La Importancia de Detenerse para Escuchar lo Divino

La Importancia de Detenerse para Escuchar lo Divino

En un mundo lleno de estímulos y rutinas, a menudo pasamos por alto los momentos que nos invitan a detenernos y acercarnos a lo divino.

Un hombre camina por un camino conocido, rodeado de silencio y rutina. De repente, un fuego que arde sin consumir irrumpe en su trayecto, ofreciendo una oportunidad única: continuar o detenerse.

La historia de Moisés comienza en la simpleza de lo cotidiano, demostrando que lo divino no necesita escenarios sagrados, sino atención humana para ser percibido.

El error común es pensar que lo trascendente habita en lugares lejanos y momentos extraordinarios, cuando en realidad lo eterno se esconde en lo cotidiano, revelándose solo a quienes interrumpen su inercia.

Acercarse a lo divino no es un acto religioso superficial, sino una decisión existencial que reconoce la existencia de algo más allá de lo inmediato y tangible.

Moisés eligió acercarse al fuego, un gesto que lo llevó a una transformación irreversible, demostrando que el encuentro con lo divino exige dejar algo atrás.

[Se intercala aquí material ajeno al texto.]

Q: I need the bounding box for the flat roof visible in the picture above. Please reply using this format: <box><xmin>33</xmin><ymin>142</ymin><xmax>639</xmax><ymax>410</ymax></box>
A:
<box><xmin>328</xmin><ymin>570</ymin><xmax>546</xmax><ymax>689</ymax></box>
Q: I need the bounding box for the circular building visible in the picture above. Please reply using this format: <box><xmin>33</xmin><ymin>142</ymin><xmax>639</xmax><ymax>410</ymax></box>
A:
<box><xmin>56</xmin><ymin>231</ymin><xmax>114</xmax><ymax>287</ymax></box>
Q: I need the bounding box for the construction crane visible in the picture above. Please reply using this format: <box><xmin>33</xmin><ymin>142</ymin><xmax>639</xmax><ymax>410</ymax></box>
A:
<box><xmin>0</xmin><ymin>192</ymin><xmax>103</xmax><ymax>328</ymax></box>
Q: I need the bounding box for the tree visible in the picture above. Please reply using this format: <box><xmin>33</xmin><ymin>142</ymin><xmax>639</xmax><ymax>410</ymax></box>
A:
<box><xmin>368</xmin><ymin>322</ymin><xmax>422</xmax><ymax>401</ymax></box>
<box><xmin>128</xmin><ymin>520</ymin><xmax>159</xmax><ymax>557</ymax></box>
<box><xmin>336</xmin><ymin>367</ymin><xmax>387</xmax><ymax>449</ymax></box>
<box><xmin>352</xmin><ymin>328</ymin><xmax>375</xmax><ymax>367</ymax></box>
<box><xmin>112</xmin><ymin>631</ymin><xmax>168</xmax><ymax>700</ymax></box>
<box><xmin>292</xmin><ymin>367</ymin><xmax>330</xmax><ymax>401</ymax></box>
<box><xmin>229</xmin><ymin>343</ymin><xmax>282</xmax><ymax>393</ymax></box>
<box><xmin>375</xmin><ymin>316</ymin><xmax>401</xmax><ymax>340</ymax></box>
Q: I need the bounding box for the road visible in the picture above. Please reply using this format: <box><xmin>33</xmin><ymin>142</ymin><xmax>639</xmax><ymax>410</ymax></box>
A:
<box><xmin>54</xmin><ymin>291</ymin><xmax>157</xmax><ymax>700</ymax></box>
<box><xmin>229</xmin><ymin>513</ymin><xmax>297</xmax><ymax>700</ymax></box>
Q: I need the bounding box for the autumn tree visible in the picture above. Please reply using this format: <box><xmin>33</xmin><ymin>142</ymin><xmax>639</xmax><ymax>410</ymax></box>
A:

En una época saturada de estímulos, la capacidad de detenerse es escasa, pero es precisamente en ese detenerse donde lo eterno se manifiesta.

Tal vez lo extraordinario sigue ocurriendo en nuestros caminos cotidianos, pero hemos dejado de mirar y de acercarnos. La verdadera pregunta es si estamos dispuestos a interrumpir nuestra vida para encontrarnos con lo divino.